A sergeant singled out a member of his squad at their patrol base in Afghanistan, a military prosecutor said Tuesday at the start of the military trial of a Hawaii-based Marine accused of hazing a fellow Marine who later committed suicide in Afghanistan.

Sgt. Benjamin Johns ordered Lance Cpl. Harry Lew to dig a foxhole as punishment for sleeping on watch duty, Capt. Jesse Schweig told a general court-martial jury of three officers and five enlisted Marines. The sergeant also didn't intervene when a corporal punished Lew by making him carry a sandbag around the base, he said.

Johns, of Russelville, Ark., is charged with violating a lawful order by wrongfully humiliating and demeaning Lew and for dereliction by failing to ensure the welfare of Marines under his care.

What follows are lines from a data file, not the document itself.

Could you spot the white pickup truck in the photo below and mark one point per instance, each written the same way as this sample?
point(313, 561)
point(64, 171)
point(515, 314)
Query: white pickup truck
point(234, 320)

He's one of three Marines accused of hazing Lew in the hours before he fatally shot himself at Patrol Base Gowragi in Helmand province. The 21-year-old was the nephew of U.S. Rep. Judy Chu, D-Calif.

A lance corporal last week pleaded guilty to assault and admitted kicking and punching Lew. The third Marine, also a lance corporal, still faces trial.

There hasn't been any evidence to prove Lew killed himself because of the abuse, so the military judge presiding over the trial, Col. Michael Richardson, said jurors wouldn't be told about the suicide. They will only be told Lew, of Santa Clara, Calif., has died.

Johns' attorney, Tim Bilecki, recounted in his opening remarks that Lew had fallen asleep repeatedly while on watch duty and patrol. By the night of April 2, he had fallen asleep four times since he joined Johns' squad. He explained how vital it was for those on watch to stay awake, noting the base had come under attack before and that the squad had intelligence they might be targeted by 30 Taliban fighters and some suicide bombers.

Johns, 26, ordered Lew to dig a foxhole deep enough to stand in — a position that could help Lew stay awake on watch duty, Bilecki said.

Bilecki said his client appropriately addressed Lew's sleeping problem by referring him up the chain of command for punishment, talking to Lew individually, and taking the lance corporal off difficult combat patrols in the area outside the base. Even so, he said, Lew fell asleep again.

"What should a squad leader in Sgt. Johns' position do? That is one of the central questions that should be asked in this trial," Bilecki said.

The alleged incident happened while the squad was assigned to a small patrol base in a remote area where the U.S. was trying to disrupt Taliban drug and weapons trafficking.

The first Marine to face trial in the case, Lance Cpl. Jacob Jacoby, was sentenced to 30 days in jail and demoted to private first class after pleading guilty to assault last week.

The third Marine, Lance Cpl. Carlos Orozco III, allegedly put his foot on Lew's back, ordered Lew to do push-ups and side planks, and poured sand into Lew's face. Orozco has been charged with assault, humiliating Lew, and cruelty and maltreatment. His court-martial is pending.